The Architecture document really isn't standard user documentation. That should be covered by the Administration Manual, the Users' Manual and (if appropriate, with the substitution of section 8 of the User's Manual) a "Technical Users' Manual." The Architecture document is meant to be a relatively complete description of software that is made available for general use within caBIG and which will most likely be open source. It should support evaluation of the software by potential users or developers who need to know the technology, structure and processing strategy of a system for compatibility or quality assessment, or for debugging, revising or extending an open source code base. It is difficult to generate a document like this after the fact, so we've recommended that it be created along with the other initial documentation. The outline for this document is influenced most strongly by Hewlett-Packard's Template for Documenting Software and Firmware Architectures (ref 13 in the white paper), with some streamlining.

Dynamic behavior is how the components of the system work together. A number of UML model types are intended to depict software behavior and would naturally be included in this section, such as Sequence Diagrams, Collaboration Diagrams, State Charts and Activity Diagrams. Workflow is also related to system dynamics. This is an optional section that's meant to provide a place for specific descriptions of system features that result from components working together and that are not well depicted in static representations like class diagrams. Not all systems need this description, but dynamic behavior is very important in some, such as production systems supporting patient care and other work processes. There are two possible subsections suggested for Dynamic Behavior, 1) use cases/scenarios, which describe system processes that are associated with particular workflows or use cases, and 2) other mechanisms, which can include processes that are not clearly associated with a particular workflow or may be associated with multiple workflows.

Conceptual Framework is a section that provides a place for medium-length descriptions of domain knowledge that are crucial for understanding the strategy for construction of the system. The Architecture document is intended to focus on the software and an extended discussion of a domain area early in the document would disrupt this focus and flow. Conceptual Framework essentially provides an appendix where this discussion can be flexibly structured and presented as a unit. The main document should provide a very brief overview of the domain area and refer the reader to the Conceptual Framework chapter as appropriate. Note that in an actual document, this section need not be named "Conceptual Framework" and may instead be named based on its subject matter.

Versioning

CVS does not have sophisticated enough review, access control, and authentication to support the lifecycle of documentation production.

Whether a central repository for documents and other artifacts would address the synchronization question depends very much on what kind of repository is envisioned.

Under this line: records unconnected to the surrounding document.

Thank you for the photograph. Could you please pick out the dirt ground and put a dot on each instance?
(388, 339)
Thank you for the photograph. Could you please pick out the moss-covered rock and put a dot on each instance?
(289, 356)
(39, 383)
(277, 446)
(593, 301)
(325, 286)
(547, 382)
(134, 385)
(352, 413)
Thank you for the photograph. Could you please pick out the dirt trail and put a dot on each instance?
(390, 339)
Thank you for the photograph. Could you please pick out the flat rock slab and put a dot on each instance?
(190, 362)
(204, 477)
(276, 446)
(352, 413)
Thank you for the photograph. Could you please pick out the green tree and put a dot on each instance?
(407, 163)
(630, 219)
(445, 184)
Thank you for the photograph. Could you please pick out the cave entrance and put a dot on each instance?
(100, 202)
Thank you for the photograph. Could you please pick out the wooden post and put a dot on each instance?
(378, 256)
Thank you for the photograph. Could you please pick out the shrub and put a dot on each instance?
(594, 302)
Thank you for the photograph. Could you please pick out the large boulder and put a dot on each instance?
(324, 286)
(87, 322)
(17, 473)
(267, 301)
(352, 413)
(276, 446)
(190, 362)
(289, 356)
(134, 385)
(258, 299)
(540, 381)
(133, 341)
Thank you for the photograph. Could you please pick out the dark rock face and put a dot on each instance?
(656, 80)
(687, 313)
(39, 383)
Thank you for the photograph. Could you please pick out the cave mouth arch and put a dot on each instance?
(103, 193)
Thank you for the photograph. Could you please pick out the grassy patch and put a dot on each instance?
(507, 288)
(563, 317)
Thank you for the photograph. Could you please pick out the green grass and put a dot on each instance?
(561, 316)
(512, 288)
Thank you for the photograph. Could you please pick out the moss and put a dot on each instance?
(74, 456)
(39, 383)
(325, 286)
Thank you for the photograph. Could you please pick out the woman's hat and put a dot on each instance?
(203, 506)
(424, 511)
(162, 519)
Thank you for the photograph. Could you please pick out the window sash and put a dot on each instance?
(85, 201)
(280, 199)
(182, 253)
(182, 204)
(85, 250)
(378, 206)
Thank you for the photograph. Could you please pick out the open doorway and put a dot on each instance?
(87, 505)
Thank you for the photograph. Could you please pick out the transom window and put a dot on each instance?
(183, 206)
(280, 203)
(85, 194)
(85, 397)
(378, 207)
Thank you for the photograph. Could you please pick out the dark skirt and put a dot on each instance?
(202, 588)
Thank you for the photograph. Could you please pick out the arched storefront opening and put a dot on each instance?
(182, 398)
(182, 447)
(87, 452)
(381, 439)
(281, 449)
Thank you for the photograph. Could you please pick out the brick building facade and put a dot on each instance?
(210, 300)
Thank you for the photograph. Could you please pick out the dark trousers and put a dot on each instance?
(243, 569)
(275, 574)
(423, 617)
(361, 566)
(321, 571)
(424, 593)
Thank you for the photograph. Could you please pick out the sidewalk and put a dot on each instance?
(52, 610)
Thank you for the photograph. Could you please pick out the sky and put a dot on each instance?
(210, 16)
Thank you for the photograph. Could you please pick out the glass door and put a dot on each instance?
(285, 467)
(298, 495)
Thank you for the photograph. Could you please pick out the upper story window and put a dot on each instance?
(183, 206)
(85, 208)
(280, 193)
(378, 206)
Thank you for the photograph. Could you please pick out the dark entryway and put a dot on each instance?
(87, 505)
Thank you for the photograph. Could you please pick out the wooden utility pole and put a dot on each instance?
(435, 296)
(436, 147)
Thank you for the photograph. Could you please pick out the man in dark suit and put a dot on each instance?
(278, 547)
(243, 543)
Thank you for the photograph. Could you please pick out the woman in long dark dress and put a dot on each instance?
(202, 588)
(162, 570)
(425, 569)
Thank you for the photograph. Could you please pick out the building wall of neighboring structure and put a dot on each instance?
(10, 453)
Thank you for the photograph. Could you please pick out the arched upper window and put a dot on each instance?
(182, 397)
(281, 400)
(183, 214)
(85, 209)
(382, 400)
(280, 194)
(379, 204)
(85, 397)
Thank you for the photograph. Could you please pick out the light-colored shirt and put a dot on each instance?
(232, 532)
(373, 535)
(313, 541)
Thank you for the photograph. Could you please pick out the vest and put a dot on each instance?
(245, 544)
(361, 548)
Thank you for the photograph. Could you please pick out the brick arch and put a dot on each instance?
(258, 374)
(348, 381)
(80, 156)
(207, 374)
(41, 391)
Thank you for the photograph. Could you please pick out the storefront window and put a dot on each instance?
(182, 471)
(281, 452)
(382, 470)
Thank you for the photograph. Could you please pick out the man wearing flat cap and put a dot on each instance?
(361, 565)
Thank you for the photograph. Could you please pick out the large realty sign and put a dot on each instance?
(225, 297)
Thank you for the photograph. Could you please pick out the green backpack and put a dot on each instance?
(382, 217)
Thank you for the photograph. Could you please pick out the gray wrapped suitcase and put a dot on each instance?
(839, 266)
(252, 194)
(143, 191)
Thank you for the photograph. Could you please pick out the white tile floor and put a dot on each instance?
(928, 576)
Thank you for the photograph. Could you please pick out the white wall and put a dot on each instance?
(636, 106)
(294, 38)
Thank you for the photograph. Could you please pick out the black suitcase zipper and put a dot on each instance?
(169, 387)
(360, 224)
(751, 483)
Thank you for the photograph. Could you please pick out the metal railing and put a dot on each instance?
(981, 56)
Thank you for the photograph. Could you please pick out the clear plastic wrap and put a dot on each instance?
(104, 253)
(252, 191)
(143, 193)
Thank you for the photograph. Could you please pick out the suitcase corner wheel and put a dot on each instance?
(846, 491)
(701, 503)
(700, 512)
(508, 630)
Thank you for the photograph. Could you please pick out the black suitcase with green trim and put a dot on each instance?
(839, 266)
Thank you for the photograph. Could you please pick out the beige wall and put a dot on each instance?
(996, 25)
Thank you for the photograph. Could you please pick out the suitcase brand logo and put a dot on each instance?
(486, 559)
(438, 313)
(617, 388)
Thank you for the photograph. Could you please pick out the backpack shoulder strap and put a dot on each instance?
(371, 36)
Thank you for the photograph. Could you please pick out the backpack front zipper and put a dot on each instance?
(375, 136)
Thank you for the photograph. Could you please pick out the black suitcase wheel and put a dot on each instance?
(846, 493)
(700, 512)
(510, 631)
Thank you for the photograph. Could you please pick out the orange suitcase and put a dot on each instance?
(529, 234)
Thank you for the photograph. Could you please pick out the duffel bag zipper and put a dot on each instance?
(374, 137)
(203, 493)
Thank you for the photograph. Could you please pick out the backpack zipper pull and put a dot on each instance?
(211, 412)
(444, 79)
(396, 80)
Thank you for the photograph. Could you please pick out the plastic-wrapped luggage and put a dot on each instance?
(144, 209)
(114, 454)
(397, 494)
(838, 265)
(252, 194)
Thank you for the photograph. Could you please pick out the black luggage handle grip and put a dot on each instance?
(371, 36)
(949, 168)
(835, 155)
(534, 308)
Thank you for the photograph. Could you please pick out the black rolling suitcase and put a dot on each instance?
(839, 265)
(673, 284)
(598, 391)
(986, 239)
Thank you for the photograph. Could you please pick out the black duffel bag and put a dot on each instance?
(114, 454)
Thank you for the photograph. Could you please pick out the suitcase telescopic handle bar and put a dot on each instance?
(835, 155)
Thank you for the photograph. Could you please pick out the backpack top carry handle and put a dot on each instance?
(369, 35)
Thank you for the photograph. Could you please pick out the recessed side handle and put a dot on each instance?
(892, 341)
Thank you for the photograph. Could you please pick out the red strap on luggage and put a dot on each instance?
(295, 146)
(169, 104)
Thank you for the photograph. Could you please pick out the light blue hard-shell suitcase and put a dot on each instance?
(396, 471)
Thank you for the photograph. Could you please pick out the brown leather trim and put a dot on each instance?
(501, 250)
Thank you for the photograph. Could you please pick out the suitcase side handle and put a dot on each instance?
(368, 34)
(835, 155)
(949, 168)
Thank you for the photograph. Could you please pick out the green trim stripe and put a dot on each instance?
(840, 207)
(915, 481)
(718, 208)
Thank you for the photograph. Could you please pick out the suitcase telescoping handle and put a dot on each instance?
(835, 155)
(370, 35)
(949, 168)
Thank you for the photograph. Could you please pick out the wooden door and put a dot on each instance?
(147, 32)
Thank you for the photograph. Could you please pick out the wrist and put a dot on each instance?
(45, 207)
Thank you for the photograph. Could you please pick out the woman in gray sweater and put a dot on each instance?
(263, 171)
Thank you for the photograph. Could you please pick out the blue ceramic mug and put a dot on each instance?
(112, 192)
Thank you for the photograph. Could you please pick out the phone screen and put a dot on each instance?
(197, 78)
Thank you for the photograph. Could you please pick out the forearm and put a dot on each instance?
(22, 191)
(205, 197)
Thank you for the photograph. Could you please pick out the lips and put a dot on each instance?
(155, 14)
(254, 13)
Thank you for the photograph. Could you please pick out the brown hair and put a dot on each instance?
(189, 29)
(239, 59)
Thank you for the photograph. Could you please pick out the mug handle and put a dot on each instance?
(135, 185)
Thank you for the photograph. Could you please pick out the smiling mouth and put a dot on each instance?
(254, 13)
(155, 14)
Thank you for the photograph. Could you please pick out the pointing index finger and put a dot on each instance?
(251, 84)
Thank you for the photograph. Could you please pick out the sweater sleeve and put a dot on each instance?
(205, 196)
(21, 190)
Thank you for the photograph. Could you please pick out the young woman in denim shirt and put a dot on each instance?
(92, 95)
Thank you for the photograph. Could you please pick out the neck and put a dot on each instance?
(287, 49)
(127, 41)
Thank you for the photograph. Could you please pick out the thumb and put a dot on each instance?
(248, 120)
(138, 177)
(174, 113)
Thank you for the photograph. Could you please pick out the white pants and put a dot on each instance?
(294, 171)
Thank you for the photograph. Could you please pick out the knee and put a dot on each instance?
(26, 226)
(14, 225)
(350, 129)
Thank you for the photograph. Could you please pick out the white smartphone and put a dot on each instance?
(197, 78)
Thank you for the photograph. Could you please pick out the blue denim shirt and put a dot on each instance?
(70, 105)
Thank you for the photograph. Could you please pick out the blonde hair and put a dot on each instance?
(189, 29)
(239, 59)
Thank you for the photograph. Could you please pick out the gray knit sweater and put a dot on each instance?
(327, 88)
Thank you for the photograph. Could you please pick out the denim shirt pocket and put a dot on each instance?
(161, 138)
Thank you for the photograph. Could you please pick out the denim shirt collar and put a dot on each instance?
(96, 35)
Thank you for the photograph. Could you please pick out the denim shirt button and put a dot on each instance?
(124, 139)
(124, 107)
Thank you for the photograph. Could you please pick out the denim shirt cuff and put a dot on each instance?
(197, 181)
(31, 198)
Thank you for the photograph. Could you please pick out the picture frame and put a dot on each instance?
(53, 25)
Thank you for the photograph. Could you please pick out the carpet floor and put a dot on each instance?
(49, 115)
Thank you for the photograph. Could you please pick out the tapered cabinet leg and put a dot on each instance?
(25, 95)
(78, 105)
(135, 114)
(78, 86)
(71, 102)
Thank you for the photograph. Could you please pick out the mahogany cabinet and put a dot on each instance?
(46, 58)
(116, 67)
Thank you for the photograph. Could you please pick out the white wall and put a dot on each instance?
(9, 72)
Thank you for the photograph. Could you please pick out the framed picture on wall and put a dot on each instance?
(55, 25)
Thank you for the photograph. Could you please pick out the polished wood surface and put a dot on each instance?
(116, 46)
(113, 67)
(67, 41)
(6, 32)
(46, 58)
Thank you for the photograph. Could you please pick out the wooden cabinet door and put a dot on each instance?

If a dynamic repository that developers can actually use, e.g. something like Gforce or SourceForge, then a central repository could be a very good thing. A repository with references to actual projects, like http://freshmeat.net/, that could work as well. If it is large static repository, then it is likely to be a source of synchronization problems, not a solution to them. In this case, developers would need their own repository.

Is there a file format that can be "frozen" or versioned?

A formal approach to versioning as part of an overall documentation lifecycle strategy would be beneficial. We cannot answer directly whether CVS or other versioning systems such as Subversion (http://subversion.tigris.org/) may have particular strengths and weaknesses for managing documentation, since our primary focus was on documentation content and format rather than management. It is possible that these types of systems may provide greater benefits with text-based files than binary word processor files, since the former are more similar to source code. A SourceForge-like repository of both source code and versioned documentation should be considered as part of the larger development lifecycle discussion.

There are are editors that can password and encrypt their files as "read only," but we believe this really should be handled in management software and workflow. A number of formats provide the ability to clearly label files with versions and dates, but enforcement of good practices in this respect is beyond the ability of a file format.

Licensing

Should the documentation contain a reference to licensing and usage permission for both the software and the documentation? Should there be a requirement of an open source documentation license (e.g. something from the Creative Commons or the like?) If reuse of the documentation is intended as a goal of these recommendations, do we need to make the IP implications of that reuse clearer?

We added a brief discussion in the white paper about licensing and we have added a licensing page to the documentation outlines in the appendixes. It's probably appropriate to refer to both the software and documentation licenses and permissable uses there. In addition to Creative Commons, there is the GNU Free Documentation License from the GNU Project and Free Software Foundation.

Documentation File Format

Although reST may be a perfectly suitable open source format for documents, does it make it easier for the developers to create the documentation? Or is it "yet another text editor" that will require training, support, and a learning curve?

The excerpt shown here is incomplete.